PRESENT: SMITH, J.P., LINDLEY, NEMOYER, CURRAN, AND BANNISTER, JJ.
MEMORANDUM AND ORDER
It is hereby ORDERED that the order so appealed from is unanimously affirmed without costs.
Memorandum: In this proceeding pursuant to Social Services Law § 384-b, respondent mother and respondent father each appeal from an order that, inter alia, terminated their parental rights with respect to their daughter, Faith K., on the ground of permanent neglect. It is undisputed that the child was removed from respondents’ care shortly after her birth and was never returned to respondents’ care.

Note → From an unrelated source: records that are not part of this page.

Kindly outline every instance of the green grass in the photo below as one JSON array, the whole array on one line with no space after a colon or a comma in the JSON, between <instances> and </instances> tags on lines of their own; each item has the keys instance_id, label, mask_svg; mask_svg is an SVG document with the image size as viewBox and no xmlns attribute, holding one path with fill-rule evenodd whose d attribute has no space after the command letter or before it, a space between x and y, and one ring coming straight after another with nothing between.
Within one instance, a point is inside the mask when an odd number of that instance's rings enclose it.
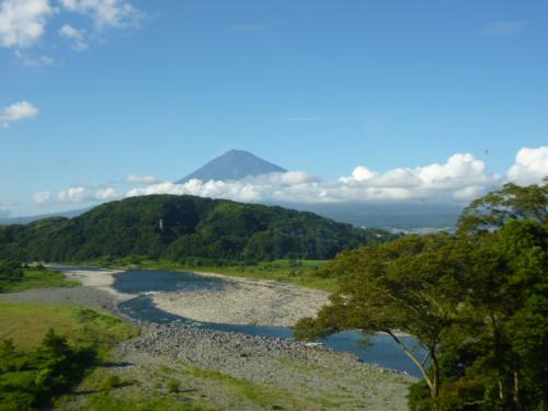
<instances>
[{"instance_id":1,"label":"green grass","mask_svg":"<svg viewBox=\"0 0 548 411\"><path fill-rule=\"evenodd\" d=\"M194 378L219 383L229 397L243 398L264 409L276 410L306 410L312 407L306 399L297 399L282 388L266 386L236 378L219 372L186 366L183 373Z\"/></svg>"},{"instance_id":2,"label":"green grass","mask_svg":"<svg viewBox=\"0 0 548 411\"><path fill-rule=\"evenodd\" d=\"M12 339L21 350L33 350L49 329L71 343L94 346L100 353L137 333L135 327L88 308L0 302L0 340Z\"/></svg>"},{"instance_id":3,"label":"green grass","mask_svg":"<svg viewBox=\"0 0 548 411\"><path fill-rule=\"evenodd\" d=\"M15 293L31 288L50 288L50 287L78 287L80 283L68 281L59 272L44 270L24 270L24 276L19 281L0 281L0 292Z\"/></svg>"}]
</instances>

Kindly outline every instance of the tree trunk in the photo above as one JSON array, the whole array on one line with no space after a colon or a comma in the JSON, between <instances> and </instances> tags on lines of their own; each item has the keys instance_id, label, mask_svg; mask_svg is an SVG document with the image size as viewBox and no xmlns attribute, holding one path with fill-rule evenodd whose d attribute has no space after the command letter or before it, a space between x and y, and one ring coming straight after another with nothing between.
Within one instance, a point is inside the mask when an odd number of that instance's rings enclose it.
<instances>
[{"instance_id":1,"label":"tree trunk","mask_svg":"<svg viewBox=\"0 0 548 411\"><path fill-rule=\"evenodd\" d=\"M430 388L430 395L434 402L434 408L436 408L437 397L439 395L439 364L437 362L437 356L436 356L436 345L434 344L434 346L427 349L430 359L432 361L433 376L431 377L423 362L421 362L416 357L416 355L414 355L410 350L408 350L408 347L401 342L401 340L396 334L393 334L390 330L387 330L385 332L388 335L390 335L393 339L393 341L396 341L396 343L400 346L403 353L406 353L406 355L409 358L411 358L411 361L419 367L422 376L424 377L424 380L426 381L426 385Z\"/></svg>"},{"instance_id":2,"label":"tree trunk","mask_svg":"<svg viewBox=\"0 0 548 411\"><path fill-rule=\"evenodd\" d=\"M520 372L514 370L514 403L516 407L516 410L522 411L523 406L522 406L522 400L521 400L521 378L520 378Z\"/></svg>"},{"instance_id":3,"label":"tree trunk","mask_svg":"<svg viewBox=\"0 0 548 411\"><path fill-rule=\"evenodd\" d=\"M432 387L431 396L435 400L439 396L439 363L435 353L435 347L430 351L430 358L432 359Z\"/></svg>"}]
</instances>

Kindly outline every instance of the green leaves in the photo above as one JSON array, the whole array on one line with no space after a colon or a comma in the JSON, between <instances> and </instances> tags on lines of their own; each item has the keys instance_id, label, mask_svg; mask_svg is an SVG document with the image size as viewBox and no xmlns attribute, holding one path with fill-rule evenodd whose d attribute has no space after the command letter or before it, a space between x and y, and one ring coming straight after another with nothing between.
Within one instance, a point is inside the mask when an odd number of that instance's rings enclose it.
<instances>
[{"instance_id":1,"label":"green leaves","mask_svg":"<svg viewBox=\"0 0 548 411\"><path fill-rule=\"evenodd\" d=\"M391 238L282 207L151 195L104 204L73 219L0 227L0 259L331 259L344 249L378 241L377 235L380 240Z\"/></svg>"}]
</instances>

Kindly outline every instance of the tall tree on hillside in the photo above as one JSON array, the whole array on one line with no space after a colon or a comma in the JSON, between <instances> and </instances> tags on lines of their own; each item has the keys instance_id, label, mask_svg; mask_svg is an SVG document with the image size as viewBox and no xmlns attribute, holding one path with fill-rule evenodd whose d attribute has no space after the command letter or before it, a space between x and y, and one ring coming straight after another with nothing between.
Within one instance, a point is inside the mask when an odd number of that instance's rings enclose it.
<instances>
[{"instance_id":1,"label":"tall tree on hillside","mask_svg":"<svg viewBox=\"0 0 548 411\"><path fill-rule=\"evenodd\" d=\"M410 236L344 252L328 267L347 273L340 289L316 319L298 322L296 336L315 339L344 329L385 332L419 367L435 402L441 343L466 297L468 254L467 244L448 235ZM416 338L426 357L406 346L398 331Z\"/></svg>"},{"instance_id":2,"label":"tall tree on hillside","mask_svg":"<svg viewBox=\"0 0 548 411\"><path fill-rule=\"evenodd\" d=\"M510 219L534 219L548 225L548 176L537 185L505 184L475 199L463 212L458 227L460 232L493 230Z\"/></svg>"}]
</instances>

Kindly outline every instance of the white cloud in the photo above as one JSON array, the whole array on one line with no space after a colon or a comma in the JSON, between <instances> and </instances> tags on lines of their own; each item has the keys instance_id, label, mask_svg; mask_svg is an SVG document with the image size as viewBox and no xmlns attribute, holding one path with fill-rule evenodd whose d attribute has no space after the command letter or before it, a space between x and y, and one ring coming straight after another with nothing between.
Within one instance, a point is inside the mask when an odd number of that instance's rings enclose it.
<instances>
[{"instance_id":1,"label":"white cloud","mask_svg":"<svg viewBox=\"0 0 548 411\"><path fill-rule=\"evenodd\" d=\"M527 23L521 21L491 22L481 30L480 34L483 36L515 36L522 33L525 27L527 27Z\"/></svg>"},{"instance_id":2,"label":"white cloud","mask_svg":"<svg viewBox=\"0 0 548 411\"><path fill-rule=\"evenodd\" d=\"M509 180L516 184L539 183L548 176L548 146L522 148L509 170Z\"/></svg>"},{"instance_id":3,"label":"white cloud","mask_svg":"<svg viewBox=\"0 0 548 411\"><path fill-rule=\"evenodd\" d=\"M23 64L24 67L41 68L44 66L54 66L55 59L49 56L32 57L21 50L15 50L15 57Z\"/></svg>"},{"instance_id":4,"label":"white cloud","mask_svg":"<svg viewBox=\"0 0 548 411\"><path fill-rule=\"evenodd\" d=\"M26 101L0 109L0 126L8 127L12 122L20 122L25 118L34 118L39 111Z\"/></svg>"},{"instance_id":5,"label":"white cloud","mask_svg":"<svg viewBox=\"0 0 548 411\"><path fill-rule=\"evenodd\" d=\"M113 199L118 197L121 197L121 194L113 187L100 190L95 193L95 199L99 201Z\"/></svg>"},{"instance_id":6,"label":"white cloud","mask_svg":"<svg viewBox=\"0 0 548 411\"><path fill-rule=\"evenodd\" d=\"M123 0L60 0L68 11L91 15L98 28L135 26L145 13Z\"/></svg>"},{"instance_id":7,"label":"white cloud","mask_svg":"<svg viewBox=\"0 0 548 411\"><path fill-rule=\"evenodd\" d=\"M160 183L160 180L158 180L156 176L151 175L137 175L137 174L130 174L124 179L124 182L126 184L142 184L142 185L150 185L150 184L158 184Z\"/></svg>"},{"instance_id":8,"label":"white cloud","mask_svg":"<svg viewBox=\"0 0 548 411\"><path fill-rule=\"evenodd\" d=\"M52 195L49 194L48 191L42 191L38 193L34 193L34 195L33 195L34 202L38 203L38 204L46 203L47 201L49 201L50 197L52 197Z\"/></svg>"},{"instance_id":9,"label":"white cloud","mask_svg":"<svg viewBox=\"0 0 548 411\"><path fill-rule=\"evenodd\" d=\"M90 195L84 187L70 187L57 194L57 199L61 203L83 203L90 199Z\"/></svg>"},{"instance_id":10,"label":"white cloud","mask_svg":"<svg viewBox=\"0 0 548 411\"><path fill-rule=\"evenodd\" d=\"M3 0L0 3L0 45L9 48L32 46L45 32L54 13L49 0Z\"/></svg>"},{"instance_id":11,"label":"white cloud","mask_svg":"<svg viewBox=\"0 0 548 411\"><path fill-rule=\"evenodd\" d=\"M352 175L334 181L321 180L301 171L271 173L238 181L191 180L184 184L158 182L151 176L129 175L126 183L146 186L129 190L125 196L151 194L191 194L202 197L229 198L247 203L343 203L397 202L433 199L470 202L499 189L506 181L518 184L539 182L548 174L548 147L523 148L507 179L486 171L486 164L470 153L456 153L444 163L415 168L396 168L386 172L365 165ZM94 196L83 186L58 194L59 201L106 201L123 196L110 187Z\"/></svg>"},{"instance_id":12,"label":"white cloud","mask_svg":"<svg viewBox=\"0 0 548 411\"><path fill-rule=\"evenodd\" d=\"M59 35L68 38L71 42L72 49L76 52L83 52L88 48L85 32L83 30L72 27L70 24L65 24L59 30Z\"/></svg>"}]
</instances>

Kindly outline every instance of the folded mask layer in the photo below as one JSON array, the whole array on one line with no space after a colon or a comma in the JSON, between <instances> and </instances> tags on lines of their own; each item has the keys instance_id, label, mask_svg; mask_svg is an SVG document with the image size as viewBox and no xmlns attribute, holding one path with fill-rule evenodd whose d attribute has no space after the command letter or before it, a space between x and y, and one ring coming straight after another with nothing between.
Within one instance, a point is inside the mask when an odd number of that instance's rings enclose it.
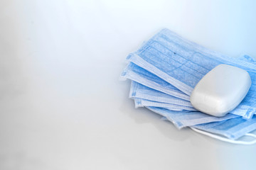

Contrary to respondents’ contention, we conclude that petitioner met its burden of establishing by clear and convincing evidence that it made the requisite diligent efforts to encourage and strengthen respondents’ relationship with the child (see Social Services Law § 384-b [7] [a] ; Matter of Braylynn S. [Eric S.] , 181 A.D.3d 1205, 1205, 118 N.Y.S.3d 485 [4th Dept. 2020] ). Furthermore, the record establishes that, "although petitioner made affirmative, repeated and meaningful efforts to assist [respondents], its efforts were fruitless because [respondents] [were] utterly uncooperative" ( Matter of Cheyenne C. [James M.] , 185 AD3d 1517, 1519 [4th Dept 2020], lv denied 35 NY3d 917 [2020] [internal quotation marks omitted]; see Braylynn S. , 181 A.D.3d at 1205, 118 N.Y.S.3d 485 ). Contrary to respondents’ further contention, petitioner also established that respondents failed to plan for the child's future and that they failed to address the problems that caused the removal of the child (see Matter of Maria M. [Kristin M.] , 183 A.D.3d 1250, 1250-1251, 121 N.Y.S.3d 703 [4th Dept. 2020], lv denied 35 N.Y.3d 915, 2020 WL 6065637 [2020]; Matter of Justain R. [Juan F.] , 93 A.D.3d 1174, 1174-1175, 940 N.Y.S.2d 710 [4th Dept. 2012] ).
Respondents’ contention that Family Court erred in failing to grant a suspended judgment is unpreserved for our review, inasmuch as neither the mother nor the father requested that relief at the dispositional hearing (see Matter of Natalee F. [Eric F.] , 194 A.D.3d 1397, 1398, 143 N.Y.S.3d 639 [4th Dept. 2021], lv denied 37 N.Y.3d 911, 2021 WL 4612465 [2021] ; Matter of Hayleigh C. [Ronald S.] , 172 A.D.3d 1921, 1922, 97 N.Y.S.3d 920 [4th Dept. 2019], lv denied 33 N.Y.3d 911, 2019 WL 4066710 [2019] ).
Even assuming, as the mother contends, that the court erred in taking judicial notice of testimony and evidence postdating the filing of the permanent neglect petition, we conclude that any such error is harmless (see Matter of Cyle F. [Alexander F.] , 155 A.D.3d 1626, 1627, 64 N.Y.S.3d 842 [4th Dept. 2017], lv denied 30 N.Y.3d 911, 71 N.Y.S.3d 5, 94 N.E.3d 487, 2018 WL 1321028 [2018]). Even without such evidence, we conclude that the record of the fact-finding hearing "contains sufficient admissible facts to support the court's permanent neglect finding" ( id. ).
Finally, contrary to the mother's contention, she was not deprived of effective assistance of counsel by her attorney's failure to present her as a witness. While the mother correctly contends that the court offered accommodations for her to testify and yet she was not presented as a witness, the mother failed to "demonstrate the absence of strategic or other legitimate explanations for counsel's alleged shortcoming[ ]" ( Matter of Brown v. Gandy , 125 A.D.3d 1389, 1390, 3 N.Y.S.3d 486 [4th Dept. 2015] [internal quotation marks omitted]).
We have reviewed the mother's remaining contentions and conclude that they are without merit.